Illinois

Students Have Become ‘Collateral Damage' in State Budget Battle

“With what’s going on, it’s scary,” says student

“It’s time for the budget impasse to end,” said Elaine Maimon, president of Governor’s State University, as she sat in her office with the clock ticking down both on graduation and the spring session of the Illinois General Assembly. Facing a May 31st deadline there is no budget deal for the coming fiscal year and serious questions remain for the financial stability of the state’s public university system.

The strain on students, said Maimon, is profound.

“Oh yes that’s the biggest worry because students are anxious,” she said. “The state has to understand that treating us like collateral damage is just not good for the state.”

For college students across the state it is a time of caps and gowns and hopes and dreams.
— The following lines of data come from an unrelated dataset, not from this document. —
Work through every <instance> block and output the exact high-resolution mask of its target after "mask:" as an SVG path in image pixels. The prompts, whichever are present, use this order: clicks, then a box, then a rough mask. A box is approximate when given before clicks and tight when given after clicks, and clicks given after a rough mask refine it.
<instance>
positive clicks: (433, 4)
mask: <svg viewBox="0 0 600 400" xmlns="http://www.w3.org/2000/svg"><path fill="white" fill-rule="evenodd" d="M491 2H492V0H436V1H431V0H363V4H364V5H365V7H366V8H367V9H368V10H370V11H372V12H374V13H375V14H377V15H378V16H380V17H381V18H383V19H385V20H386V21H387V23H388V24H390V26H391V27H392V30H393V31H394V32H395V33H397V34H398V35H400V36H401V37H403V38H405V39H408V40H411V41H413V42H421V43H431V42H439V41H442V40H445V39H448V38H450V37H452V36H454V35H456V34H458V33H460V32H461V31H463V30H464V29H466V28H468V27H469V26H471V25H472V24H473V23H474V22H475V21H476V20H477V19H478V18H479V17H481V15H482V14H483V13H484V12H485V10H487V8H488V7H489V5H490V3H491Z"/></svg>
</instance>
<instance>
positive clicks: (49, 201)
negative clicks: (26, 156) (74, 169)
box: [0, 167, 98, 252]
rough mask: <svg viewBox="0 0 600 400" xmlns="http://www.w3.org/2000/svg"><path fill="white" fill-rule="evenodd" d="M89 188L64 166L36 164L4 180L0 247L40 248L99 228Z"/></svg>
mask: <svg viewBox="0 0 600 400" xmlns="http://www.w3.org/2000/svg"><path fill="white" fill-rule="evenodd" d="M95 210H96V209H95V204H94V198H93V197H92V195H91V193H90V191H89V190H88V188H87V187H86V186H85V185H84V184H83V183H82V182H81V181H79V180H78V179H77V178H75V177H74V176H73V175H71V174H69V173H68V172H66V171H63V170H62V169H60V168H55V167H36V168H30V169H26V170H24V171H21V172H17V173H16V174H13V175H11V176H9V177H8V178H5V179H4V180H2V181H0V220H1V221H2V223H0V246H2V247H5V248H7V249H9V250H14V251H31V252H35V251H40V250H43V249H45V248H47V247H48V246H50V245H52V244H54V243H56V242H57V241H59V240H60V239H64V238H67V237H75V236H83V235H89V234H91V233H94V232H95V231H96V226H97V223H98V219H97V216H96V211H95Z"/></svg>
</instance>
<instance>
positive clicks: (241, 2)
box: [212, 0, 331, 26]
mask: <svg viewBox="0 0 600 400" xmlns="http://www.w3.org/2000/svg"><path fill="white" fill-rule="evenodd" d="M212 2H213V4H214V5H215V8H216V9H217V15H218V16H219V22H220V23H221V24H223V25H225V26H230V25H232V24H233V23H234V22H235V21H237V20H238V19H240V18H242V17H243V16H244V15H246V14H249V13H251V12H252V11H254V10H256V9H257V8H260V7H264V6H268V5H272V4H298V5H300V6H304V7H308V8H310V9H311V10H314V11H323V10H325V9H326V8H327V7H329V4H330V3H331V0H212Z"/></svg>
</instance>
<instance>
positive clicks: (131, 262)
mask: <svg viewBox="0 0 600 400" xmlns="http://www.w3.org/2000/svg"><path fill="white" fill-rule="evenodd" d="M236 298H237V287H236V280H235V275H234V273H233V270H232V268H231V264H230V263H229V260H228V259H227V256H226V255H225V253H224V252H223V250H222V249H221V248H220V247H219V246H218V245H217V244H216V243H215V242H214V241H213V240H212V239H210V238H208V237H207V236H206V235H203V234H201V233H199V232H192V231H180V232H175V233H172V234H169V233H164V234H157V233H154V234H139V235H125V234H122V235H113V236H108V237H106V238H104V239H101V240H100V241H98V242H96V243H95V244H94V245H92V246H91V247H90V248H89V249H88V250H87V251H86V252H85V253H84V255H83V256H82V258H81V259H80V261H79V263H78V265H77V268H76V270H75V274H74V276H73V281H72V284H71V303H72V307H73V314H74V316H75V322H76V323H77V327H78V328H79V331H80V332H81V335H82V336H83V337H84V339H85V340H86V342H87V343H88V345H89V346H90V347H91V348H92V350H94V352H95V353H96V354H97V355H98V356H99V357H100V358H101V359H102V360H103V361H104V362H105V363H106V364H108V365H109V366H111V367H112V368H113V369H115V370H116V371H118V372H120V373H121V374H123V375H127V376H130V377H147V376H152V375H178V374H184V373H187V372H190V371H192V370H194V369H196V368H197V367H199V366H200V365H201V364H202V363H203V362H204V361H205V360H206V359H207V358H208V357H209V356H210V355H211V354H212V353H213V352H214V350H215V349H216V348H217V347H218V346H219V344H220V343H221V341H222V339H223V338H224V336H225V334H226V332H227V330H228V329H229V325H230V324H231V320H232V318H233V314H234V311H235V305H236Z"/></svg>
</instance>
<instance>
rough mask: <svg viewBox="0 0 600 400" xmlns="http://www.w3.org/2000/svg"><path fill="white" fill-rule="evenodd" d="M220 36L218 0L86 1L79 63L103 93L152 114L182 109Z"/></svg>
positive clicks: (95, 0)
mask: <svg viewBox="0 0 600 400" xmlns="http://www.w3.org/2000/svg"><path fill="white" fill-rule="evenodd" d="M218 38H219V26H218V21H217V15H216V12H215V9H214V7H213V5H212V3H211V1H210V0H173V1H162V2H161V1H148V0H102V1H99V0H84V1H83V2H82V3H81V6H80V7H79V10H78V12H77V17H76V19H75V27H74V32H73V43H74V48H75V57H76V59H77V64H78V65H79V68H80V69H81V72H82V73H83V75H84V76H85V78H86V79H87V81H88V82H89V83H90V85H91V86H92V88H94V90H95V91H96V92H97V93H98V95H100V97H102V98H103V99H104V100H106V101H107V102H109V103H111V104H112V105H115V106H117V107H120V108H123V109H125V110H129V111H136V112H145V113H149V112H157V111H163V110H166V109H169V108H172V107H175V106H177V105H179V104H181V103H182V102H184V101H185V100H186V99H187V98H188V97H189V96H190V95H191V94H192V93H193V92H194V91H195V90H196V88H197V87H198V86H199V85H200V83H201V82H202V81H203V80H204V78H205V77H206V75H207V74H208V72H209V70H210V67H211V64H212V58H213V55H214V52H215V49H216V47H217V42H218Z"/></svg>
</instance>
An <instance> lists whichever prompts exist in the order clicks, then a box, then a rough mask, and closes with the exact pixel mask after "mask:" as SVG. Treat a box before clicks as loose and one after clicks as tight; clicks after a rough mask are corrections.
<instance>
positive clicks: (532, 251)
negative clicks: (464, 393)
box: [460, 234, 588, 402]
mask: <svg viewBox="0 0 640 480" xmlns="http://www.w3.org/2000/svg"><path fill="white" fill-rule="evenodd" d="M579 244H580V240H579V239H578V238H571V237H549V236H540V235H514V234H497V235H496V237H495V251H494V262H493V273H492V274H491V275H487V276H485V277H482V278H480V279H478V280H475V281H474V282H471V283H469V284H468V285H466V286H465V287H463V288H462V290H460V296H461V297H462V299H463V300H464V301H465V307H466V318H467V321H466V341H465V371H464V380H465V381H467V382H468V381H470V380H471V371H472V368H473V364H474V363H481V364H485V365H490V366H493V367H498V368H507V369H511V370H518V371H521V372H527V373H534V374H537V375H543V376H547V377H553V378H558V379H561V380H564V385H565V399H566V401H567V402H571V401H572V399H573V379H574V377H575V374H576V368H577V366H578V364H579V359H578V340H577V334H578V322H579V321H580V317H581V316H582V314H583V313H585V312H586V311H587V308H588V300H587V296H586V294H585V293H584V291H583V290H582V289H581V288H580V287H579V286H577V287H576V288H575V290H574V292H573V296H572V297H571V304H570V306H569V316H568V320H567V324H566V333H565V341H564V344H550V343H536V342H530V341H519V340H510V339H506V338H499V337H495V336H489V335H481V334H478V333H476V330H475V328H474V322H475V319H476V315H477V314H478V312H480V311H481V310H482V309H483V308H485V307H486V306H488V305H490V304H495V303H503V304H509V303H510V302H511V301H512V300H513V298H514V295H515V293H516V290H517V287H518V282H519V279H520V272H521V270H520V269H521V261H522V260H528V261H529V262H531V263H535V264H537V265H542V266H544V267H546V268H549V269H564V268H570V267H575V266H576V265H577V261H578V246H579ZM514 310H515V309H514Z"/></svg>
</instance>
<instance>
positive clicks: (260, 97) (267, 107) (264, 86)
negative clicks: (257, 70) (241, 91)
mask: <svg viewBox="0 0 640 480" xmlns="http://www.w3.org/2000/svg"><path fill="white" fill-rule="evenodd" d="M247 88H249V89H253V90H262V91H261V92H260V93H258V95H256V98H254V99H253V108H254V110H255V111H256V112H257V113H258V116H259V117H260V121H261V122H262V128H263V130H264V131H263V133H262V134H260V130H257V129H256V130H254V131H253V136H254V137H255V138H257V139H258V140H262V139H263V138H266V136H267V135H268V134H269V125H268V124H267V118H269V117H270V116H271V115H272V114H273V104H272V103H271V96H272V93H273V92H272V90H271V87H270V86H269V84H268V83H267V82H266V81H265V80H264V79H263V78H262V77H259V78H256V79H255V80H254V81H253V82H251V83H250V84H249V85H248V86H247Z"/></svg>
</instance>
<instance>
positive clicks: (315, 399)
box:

But the pomp of graduation is lessened by the circumstances in Springfield where Democrats and Republicans, including the governor, remain at odds.

Concern is on the face and in the voice of Maria Xoy, a junior at Northeastern Illinois University, who worries her MAP grant could be in jeopardy.

“I’ll become part of the statistic of people who just dropped out of school because they just couldn’t afford it anymore,” Xoy said while sitting with a group of others in the student center.

In the last two years, the public university system in Illinois has lost tens of thousands of students, in large part, educators say, to the ongoing budget stalemate in Springfield.

From Eastern to Western to Southern Illinois universities enrollments are down, according to the Illinois Board of Higher Education.

Not including community colleges, there are nine public universities on twelve campuses across the state. As a whole, those universities, according to the union representing professors, are shrinking. Dramatically.

“We’ve lost 46,000 students from public higher education in the state,” said Steven Frankel, a Northeastern Illinois professor and Vice President of University Professionals of Illinois.

It doesn’t take a math minor to understand how just how major the financial problem currently is.

“In fiscal year ’16 we had a 70% cut in appropriation. And for fiscal year ’17, the year that we are in, we had a 50% cut in appropriation,” said Maimon. “There is no fat at all,” she said. “And in fact we are beyond muscle and bone. What we are being asked to do is cut off vital organs.”

“It’s pretty dire,” admitted Tom Cross, who heads the Illinois Board of Higher Education and said administrators have reached a watershed.

“They’ve made changes, they’ve made cuts,” said Cross a former Illinois House Minority Leader. “We are at that point now where they have run out of options.”

This academic year at Northeastern there have been eight furlough days for staff and administration. The potential brain drain of professors leaving is worrisome.

“It’s certainly something I think about and I know other students worry, too,” said Stacy Alikakos, a graduate student in geography and an undergraduate advisor.

“This is definitely an emergency,” said Justin Smith, who heads the student government association at Governor’s State.

“We have two leaders who won’t talk to each other,” he said, meaning Republican Gov. Rauner and Democratic House Speaker Michael Madigan.

And so the student, who is also a musician, put his frustrations into a song, titled “If We Had a Budget.”

“Please stop all this fighting before we leave forever,” the song urges.

“Students…have so much to offer this state and this nation and if we weren’t here and other regionals weren’t here, they would go nowhere,” Maimon said.

The good news is the classes will continue come fall quarter, she noted. But uncertainty remains on her campus as well as campuses across the state as administrators look to Springfield for funds to keep public universities open and vital.

Last year the state awarded no MAP grants, as schools including Governor’s State and Northeastern dipped into their budgets to provide financial assistance to students

For those, like Maria Xoy, with dreams of a college degree, concern grows by the day as she looks to graduate in June 2018.

“It’s in grasp but with what’s going on, it’s scary,” she said.